Do all vectors must have a "Direction " and "Magnitude"? Pleases explain it as easy as possible,I started to learn linear algebra of vector a few week ago.If it so ,then the next question is that if I take an element(indeed a vector) of "any" vector space ,then how can I find its particular "magnitude" and "direction"?
 A: In short, no.  When you are just starting to study linear algebra, all of the vector spaces you will see for a while are finite-dimensional vector spaces where the scalar field is the real numbers, and in these vector spaces, both magnitude and direction make sense.  Every vector in these vector spaces has a magnitude, and almost every vector has a direction.  But there is one exception:  the zero vector has zero magnitude but does not have any definable direction.
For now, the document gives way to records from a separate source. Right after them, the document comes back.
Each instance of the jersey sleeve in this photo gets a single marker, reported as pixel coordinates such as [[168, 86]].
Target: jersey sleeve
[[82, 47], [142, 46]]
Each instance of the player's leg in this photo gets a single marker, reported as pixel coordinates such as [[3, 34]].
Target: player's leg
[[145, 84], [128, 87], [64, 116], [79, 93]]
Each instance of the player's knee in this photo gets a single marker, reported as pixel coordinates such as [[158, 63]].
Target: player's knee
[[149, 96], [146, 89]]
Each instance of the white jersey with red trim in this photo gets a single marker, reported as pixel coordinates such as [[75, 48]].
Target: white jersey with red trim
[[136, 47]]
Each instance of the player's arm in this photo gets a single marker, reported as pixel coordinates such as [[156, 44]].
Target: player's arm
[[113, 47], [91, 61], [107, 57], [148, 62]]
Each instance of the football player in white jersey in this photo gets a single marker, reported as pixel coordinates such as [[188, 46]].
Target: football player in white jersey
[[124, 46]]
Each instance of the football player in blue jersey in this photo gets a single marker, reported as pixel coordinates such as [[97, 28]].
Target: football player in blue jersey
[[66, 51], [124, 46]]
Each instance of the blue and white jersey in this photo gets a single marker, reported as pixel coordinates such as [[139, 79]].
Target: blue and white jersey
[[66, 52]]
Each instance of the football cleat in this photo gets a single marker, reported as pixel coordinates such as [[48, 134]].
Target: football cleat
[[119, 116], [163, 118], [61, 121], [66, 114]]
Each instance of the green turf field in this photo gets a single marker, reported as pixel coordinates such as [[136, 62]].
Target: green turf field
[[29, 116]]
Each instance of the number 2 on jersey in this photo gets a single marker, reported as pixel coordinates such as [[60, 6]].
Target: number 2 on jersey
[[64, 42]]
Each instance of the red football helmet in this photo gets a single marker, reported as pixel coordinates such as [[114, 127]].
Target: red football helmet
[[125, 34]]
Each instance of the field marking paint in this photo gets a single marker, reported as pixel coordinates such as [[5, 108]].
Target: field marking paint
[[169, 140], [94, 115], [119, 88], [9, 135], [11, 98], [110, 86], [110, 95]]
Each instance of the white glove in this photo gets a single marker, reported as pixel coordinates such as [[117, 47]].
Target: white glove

More generally (and you should start seeing some of these more general examples pretty soon in your studies), the answer to your question depends on what you mean by a "vector."  In order for a vector to have a magnitude, the vector space must support a norm, and not all vector spaces do; similarly, in order for a vector to have a direction, the vector space must support an inner product, and not all vector spaces do.  An inner product can be used to define a norm, though, so if a vector field suports having directions for its vectors, then it supports magnitudes, too.
Getting back to finite-dimensional vector spaces where the scalar field is the real numbers, these spaces support both a norm and an inner product, so magnitude and direction both make sense.  Except for the zero vector, as above.